Tasty Tuesday - Zucchini Mini Muffins

I am by no means a cooking expert, but I really enjoy cooking for H and B.  Finding new, nutritious options for them to eat has become somewhat of a hobby. I am sure they would be happy to consume all of their vegetables in pouch form, but I'd go broke and a little variety is a good thing.

One of the best options I've found so far is making vegetable "bites." They aren't really bite size, but pretty much every recipe refers to them as bites. Vegetables mixed with a grain, eggs, cheese and a little seasoning.  We've made bites with quinoa and carrots, broccoli and cheese, and most recently zucchini, onion and cheese.  

They've all been super easy to make and have been huge hits with the kids.  I usually make a double or triple batch and put them in the freezer.  They're super easy to heat up, less than a minute in the microwave, and they taste just as good as they did when they were fresh out of the oven.  

You can use any muffin or mini muffin tin to bake them.  You can even have fun with it and bake them in shaped silicone trays.  Little hearts or stars would be so adorable. 

When these were done cooling the kids went to town on them.  They each had a couple with lunch and then 3 or 4 more each as a snack. 

Zucchini Mini Muffins

Ingredients (yields 36 mini muffins)

2 small zucchinis
2 small yellow squashes
3/4 cup diced red onion
3/4 cup shredded sharp cheddar cheese
3/4 cup Italian breadcrumbs
3 large eggs
Pepper for seasoning

1. Preheat oven to 400* F. Spray muffin tin with cooking spray, I use Pam olive oil spray, and set aside. 

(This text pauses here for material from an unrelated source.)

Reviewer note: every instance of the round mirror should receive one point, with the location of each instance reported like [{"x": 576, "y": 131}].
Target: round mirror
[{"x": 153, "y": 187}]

2. Shred zucchini and squash (I used the medium size on my cheese grater) soak up excess moisture using paper towels or a dish towel.  If you don't blot out enough moisture the muffins will be soggy in the middle.   There should be approximately 3 cups of zucchini and squash once shredded and blotted.  

3. Dice red onion

4. Whisk eggs in large mixing bowl and then add all the ingredients.  Stir ingredients together until we'll combined.   

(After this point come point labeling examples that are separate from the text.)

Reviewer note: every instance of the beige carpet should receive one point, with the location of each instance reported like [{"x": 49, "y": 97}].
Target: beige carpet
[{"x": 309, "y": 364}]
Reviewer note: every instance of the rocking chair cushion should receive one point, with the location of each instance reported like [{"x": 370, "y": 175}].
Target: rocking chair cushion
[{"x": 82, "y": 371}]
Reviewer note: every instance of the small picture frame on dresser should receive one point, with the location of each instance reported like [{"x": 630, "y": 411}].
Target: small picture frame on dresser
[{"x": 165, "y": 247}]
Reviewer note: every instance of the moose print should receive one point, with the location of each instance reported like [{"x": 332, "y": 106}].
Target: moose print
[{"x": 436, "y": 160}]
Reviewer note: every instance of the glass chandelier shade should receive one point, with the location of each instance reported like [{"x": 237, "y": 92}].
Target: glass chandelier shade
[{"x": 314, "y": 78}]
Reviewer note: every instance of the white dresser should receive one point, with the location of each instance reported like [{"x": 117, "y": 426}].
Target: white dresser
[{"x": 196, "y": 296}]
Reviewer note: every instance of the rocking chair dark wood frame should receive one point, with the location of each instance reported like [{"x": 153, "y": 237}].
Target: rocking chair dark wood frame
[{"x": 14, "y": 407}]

5. Spoon mixture into greased muffin tin, filling each cup to the top.  

6. Bake at 400* for 18-20 minutes or until the top and edges are crisp and brown. Remove from tray and let cool before serving.  

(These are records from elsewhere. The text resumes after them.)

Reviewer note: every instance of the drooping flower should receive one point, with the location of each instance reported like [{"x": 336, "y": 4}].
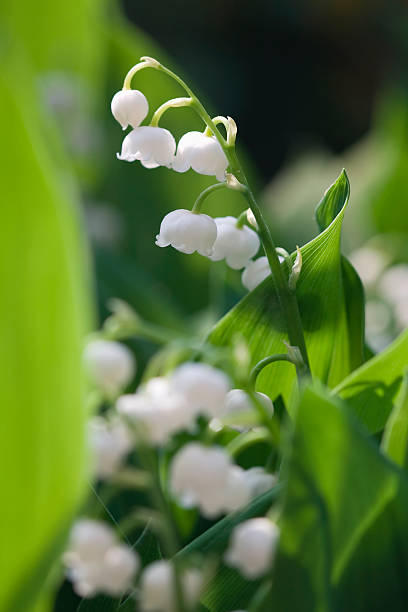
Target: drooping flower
[
  {"x": 255, "y": 272},
  {"x": 96, "y": 562},
  {"x": 152, "y": 146},
  {"x": 110, "y": 442},
  {"x": 204, "y": 387},
  {"x": 157, "y": 587},
  {"x": 129, "y": 107},
  {"x": 110, "y": 364},
  {"x": 187, "y": 232},
  {"x": 206, "y": 478},
  {"x": 237, "y": 245},
  {"x": 201, "y": 153},
  {"x": 253, "y": 547},
  {"x": 158, "y": 409}
]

Notes: I used a mini muffin tin, so cooking times may vary if you are using a full size muffin tin or silicone bakeware. I used ingredients I had on hand.  You can use only zucchini, use yellow onion instead or red, or mix up the seasoning depending on what you have on hand. I modified my recipe from one I found on Pinterest.  Unlike baking, cooking isn't a science, so have fun with it.  

I am hoping to do a weekly post with a new recipe I've recently tried for the kids. If you're looking for ideas, search Pinterest or the web for baby lead weaning recipes. That's how I find most of my recipes. I've had luck with the majority of the things I've found, but there have also been a couple things that didn't go over well, and one particular cooking episode that should have been put on Pinstrosity.  

I hope you enjoy this recipe, and that it gets your kids eating their veggies.